Un tercer escenario, fruto de la presión internacional –que se acentuará a partir de los hechos del 23 de febrero– que obligaría al régimen a realizar concesiones, se ha volatilizado: el poder puso en evidencia que no entregará el poder, salvo que sea obligado a ello. Y, todavía peor, que usará toda la fuerza disponible y necesaria para mantener la usurpación. Los hechos del 23 de febrero obligan a dejar atrás las ilusiones: tenemos por delante un camino de lucha que no debería ser abandonado.

Un cuarto escenario, que muchos parecen olvidar, es que se produzca una reacción del pueblo en las calles, de tal contundencia, que obligue a Maduro a salir de Venezuela. ¿Esto es posible? Me parece que es necesario considerarlo.

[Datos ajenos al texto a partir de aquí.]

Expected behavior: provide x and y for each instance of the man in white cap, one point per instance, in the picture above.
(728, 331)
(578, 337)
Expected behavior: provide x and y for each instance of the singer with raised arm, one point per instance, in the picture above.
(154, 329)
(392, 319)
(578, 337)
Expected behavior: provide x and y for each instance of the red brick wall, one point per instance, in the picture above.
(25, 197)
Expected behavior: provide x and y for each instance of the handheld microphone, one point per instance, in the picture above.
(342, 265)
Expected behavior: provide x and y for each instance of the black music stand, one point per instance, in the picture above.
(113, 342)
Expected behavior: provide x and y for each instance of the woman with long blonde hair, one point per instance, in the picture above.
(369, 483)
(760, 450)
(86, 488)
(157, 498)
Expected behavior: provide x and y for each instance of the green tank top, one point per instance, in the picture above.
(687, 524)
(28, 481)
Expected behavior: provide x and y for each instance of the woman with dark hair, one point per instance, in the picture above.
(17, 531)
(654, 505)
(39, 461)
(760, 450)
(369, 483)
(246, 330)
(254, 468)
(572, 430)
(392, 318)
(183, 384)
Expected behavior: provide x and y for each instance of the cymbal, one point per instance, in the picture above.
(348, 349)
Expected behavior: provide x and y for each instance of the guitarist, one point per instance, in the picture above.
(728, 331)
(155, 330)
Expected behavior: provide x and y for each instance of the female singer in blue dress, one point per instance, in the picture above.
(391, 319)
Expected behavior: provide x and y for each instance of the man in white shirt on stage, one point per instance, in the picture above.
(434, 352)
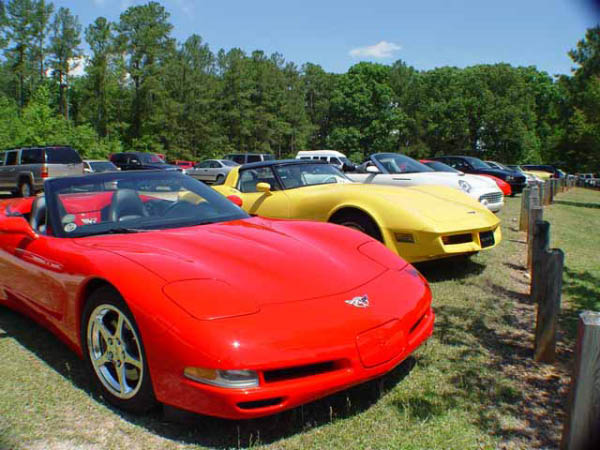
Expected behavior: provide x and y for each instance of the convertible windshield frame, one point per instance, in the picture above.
(309, 163)
(215, 208)
(416, 165)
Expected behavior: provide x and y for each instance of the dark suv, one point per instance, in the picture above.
(470, 164)
(140, 161)
(24, 170)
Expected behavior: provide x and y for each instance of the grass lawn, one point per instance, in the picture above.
(473, 385)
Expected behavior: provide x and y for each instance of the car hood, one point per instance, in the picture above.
(269, 260)
(438, 204)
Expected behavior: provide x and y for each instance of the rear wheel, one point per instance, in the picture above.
(114, 352)
(25, 189)
(359, 221)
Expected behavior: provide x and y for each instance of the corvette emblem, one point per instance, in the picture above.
(359, 302)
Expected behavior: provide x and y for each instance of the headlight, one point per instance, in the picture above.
(464, 185)
(234, 379)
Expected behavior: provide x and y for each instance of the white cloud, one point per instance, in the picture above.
(382, 49)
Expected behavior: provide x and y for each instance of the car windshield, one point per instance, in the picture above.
(309, 174)
(441, 167)
(396, 163)
(477, 163)
(150, 158)
(102, 166)
(121, 202)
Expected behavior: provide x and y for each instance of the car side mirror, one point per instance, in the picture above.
(235, 200)
(17, 225)
(263, 187)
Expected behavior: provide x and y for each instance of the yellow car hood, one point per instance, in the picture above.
(439, 204)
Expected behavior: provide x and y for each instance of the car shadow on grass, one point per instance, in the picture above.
(190, 428)
(578, 204)
(482, 384)
(455, 268)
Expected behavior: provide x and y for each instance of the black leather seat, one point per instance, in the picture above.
(37, 218)
(126, 205)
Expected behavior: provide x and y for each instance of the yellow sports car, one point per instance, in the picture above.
(418, 223)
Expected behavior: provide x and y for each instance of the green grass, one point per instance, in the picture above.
(473, 385)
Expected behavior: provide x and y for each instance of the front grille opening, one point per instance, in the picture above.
(416, 325)
(261, 403)
(457, 239)
(291, 373)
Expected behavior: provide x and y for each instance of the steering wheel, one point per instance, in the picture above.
(174, 206)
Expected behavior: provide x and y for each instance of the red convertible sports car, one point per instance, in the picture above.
(173, 294)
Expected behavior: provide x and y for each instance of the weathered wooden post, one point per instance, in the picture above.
(523, 219)
(548, 303)
(582, 425)
(535, 214)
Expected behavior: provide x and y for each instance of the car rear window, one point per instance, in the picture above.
(32, 156)
(62, 155)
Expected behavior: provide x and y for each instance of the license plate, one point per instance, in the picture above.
(487, 239)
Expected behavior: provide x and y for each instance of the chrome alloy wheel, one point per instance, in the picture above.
(115, 351)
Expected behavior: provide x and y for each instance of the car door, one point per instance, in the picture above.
(30, 271)
(274, 204)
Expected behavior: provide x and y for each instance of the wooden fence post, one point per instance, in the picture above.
(535, 215)
(582, 424)
(523, 219)
(548, 304)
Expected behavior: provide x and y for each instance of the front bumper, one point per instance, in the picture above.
(295, 365)
(430, 245)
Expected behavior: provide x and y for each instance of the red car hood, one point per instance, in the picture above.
(271, 261)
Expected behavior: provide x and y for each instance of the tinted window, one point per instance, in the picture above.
(32, 156)
(298, 175)
(11, 158)
(113, 202)
(251, 177)
(396, 163)
(62, 155)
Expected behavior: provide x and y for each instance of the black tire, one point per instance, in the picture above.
(105, 302)
(359, 221)
(25, 189)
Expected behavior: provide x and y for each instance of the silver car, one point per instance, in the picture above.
(24, 170)
(212, 170)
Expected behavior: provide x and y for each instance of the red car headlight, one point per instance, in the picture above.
(208, 299)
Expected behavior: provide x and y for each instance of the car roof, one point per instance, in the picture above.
(280, 162)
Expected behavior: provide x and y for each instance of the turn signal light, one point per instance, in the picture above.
(236, 379)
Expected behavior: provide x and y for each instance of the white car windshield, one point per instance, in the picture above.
(298, 175)
(396, 163)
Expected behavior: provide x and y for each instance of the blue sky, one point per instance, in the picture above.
(339, 33)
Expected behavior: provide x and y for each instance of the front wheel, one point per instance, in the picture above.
(114, 352)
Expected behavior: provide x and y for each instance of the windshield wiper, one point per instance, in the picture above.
(116, 230)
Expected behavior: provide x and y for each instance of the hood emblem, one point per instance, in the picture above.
(359, 302)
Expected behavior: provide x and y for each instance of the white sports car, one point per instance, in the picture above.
(400, 170)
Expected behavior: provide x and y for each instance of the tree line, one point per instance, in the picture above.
(141, 89)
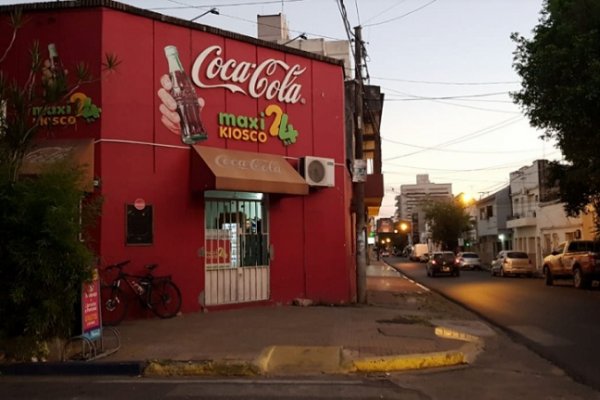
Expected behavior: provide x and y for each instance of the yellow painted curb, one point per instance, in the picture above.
(408, 362)
(199, 368)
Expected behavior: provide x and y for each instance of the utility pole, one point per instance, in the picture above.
(359, 187)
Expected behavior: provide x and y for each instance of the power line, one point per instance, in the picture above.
(403, 15)
(181, 5)
(459, 151)
(466, 137)
(462, 96)
(448, 82)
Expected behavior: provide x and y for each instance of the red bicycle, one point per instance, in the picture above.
(157, 293)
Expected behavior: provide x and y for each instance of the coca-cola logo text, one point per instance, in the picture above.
(255, 164)
(255, 80)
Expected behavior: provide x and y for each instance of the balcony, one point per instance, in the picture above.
(520, 221)
(373, 193)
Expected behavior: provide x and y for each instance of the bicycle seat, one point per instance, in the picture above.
(151, 267)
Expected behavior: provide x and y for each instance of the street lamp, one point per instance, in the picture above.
(211, 11)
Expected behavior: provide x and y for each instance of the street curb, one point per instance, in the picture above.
(74, 368)
(410, 362)
(200, 368)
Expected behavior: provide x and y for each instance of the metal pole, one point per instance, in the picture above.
(359, 187)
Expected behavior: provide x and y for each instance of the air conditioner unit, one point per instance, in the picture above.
(318, 171)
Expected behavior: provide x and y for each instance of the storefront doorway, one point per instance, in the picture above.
(236, 247)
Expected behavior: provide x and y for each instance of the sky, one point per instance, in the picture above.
(444, 66)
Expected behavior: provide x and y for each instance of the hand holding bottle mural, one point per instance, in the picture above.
(181, 105)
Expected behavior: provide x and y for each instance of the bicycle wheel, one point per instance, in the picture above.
(114, 304)
(165, 299)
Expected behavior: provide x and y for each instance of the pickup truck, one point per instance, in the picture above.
(578, 260)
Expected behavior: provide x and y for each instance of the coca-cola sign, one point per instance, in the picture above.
(255, 164)
(251, 79)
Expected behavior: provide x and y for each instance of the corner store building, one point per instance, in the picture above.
(230, 218)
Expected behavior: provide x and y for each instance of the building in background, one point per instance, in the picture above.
(411, 198)
(492, 234)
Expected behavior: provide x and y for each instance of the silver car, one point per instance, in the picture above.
(509, 262)
(468, 260)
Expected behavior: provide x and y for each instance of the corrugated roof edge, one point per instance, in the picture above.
(56, 5)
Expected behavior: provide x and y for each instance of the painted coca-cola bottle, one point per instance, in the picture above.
(192, 129)
(56, 68)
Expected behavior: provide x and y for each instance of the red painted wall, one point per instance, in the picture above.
(137, 157)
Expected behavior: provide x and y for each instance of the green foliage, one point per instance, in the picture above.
(448, 220)
(560, 71)
(42, 261)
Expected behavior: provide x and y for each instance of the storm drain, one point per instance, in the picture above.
(300, 359)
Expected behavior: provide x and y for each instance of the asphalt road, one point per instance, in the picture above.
(560, 322)
(116, 388)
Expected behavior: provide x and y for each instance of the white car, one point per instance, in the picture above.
(511, 262)
(468, 260)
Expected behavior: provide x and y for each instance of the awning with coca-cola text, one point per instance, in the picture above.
(221, 169)
(80, 152)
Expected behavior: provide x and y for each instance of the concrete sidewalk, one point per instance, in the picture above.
(403, 326)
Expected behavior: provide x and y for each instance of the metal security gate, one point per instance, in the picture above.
(236, 248)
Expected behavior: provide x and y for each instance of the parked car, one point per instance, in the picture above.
(578, 260)
(468, 260)
(442, 262)
(509, 262)
(417, 251)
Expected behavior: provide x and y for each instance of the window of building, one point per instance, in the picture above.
(139, 225)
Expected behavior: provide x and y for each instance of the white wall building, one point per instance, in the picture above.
(274, 28)
(410, 199)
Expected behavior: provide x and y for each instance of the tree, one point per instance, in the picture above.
(43, 261)
(560, 94)
(448, 220)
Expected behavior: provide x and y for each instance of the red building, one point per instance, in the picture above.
(245, 215)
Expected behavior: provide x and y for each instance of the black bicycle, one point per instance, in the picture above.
(157, 293)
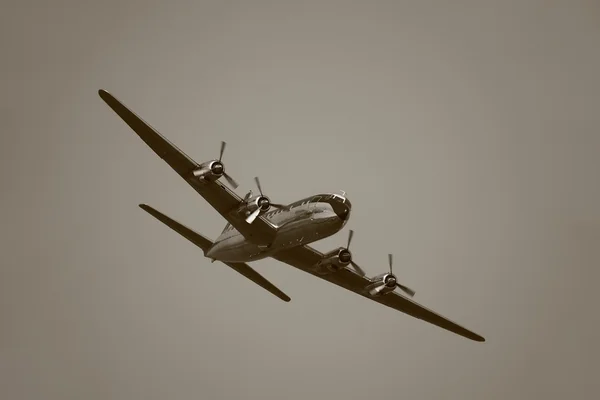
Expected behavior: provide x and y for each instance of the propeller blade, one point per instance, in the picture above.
(350, 234)
(280, 206)
(358, 269)
(253, 216)
(258, 185)
(230, 180)
(223, 144)
(406, 290)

Una serie de procesos en curso: la continua caída de la producción petrolera, el hambre y el abandono, el incremento de la corrupción y las prebendas, las deudas estrambóticas de Pdvsa y del Estado venezolano, la persecución a los sectores productivos, todo eso nos indica que la hiperinflación y la escasez continuarán, que los anaqueles se clasificarán en dos categorías: o los que están completamente vacíos, o los que estando llenos, lo están a unos precios que solo unos pocos, muy pocos, podrán pagar.

Si estos elementos que aquí he anotado tienen alguna validez, entonces lo que corresponde es seguir adelante, movilizarse, denunciar, hacer acopio de fuerzas, sacar el mayor provecho de la solidaridad internacional: en otras palabras, fortalecernos a medida que el poder se debilita.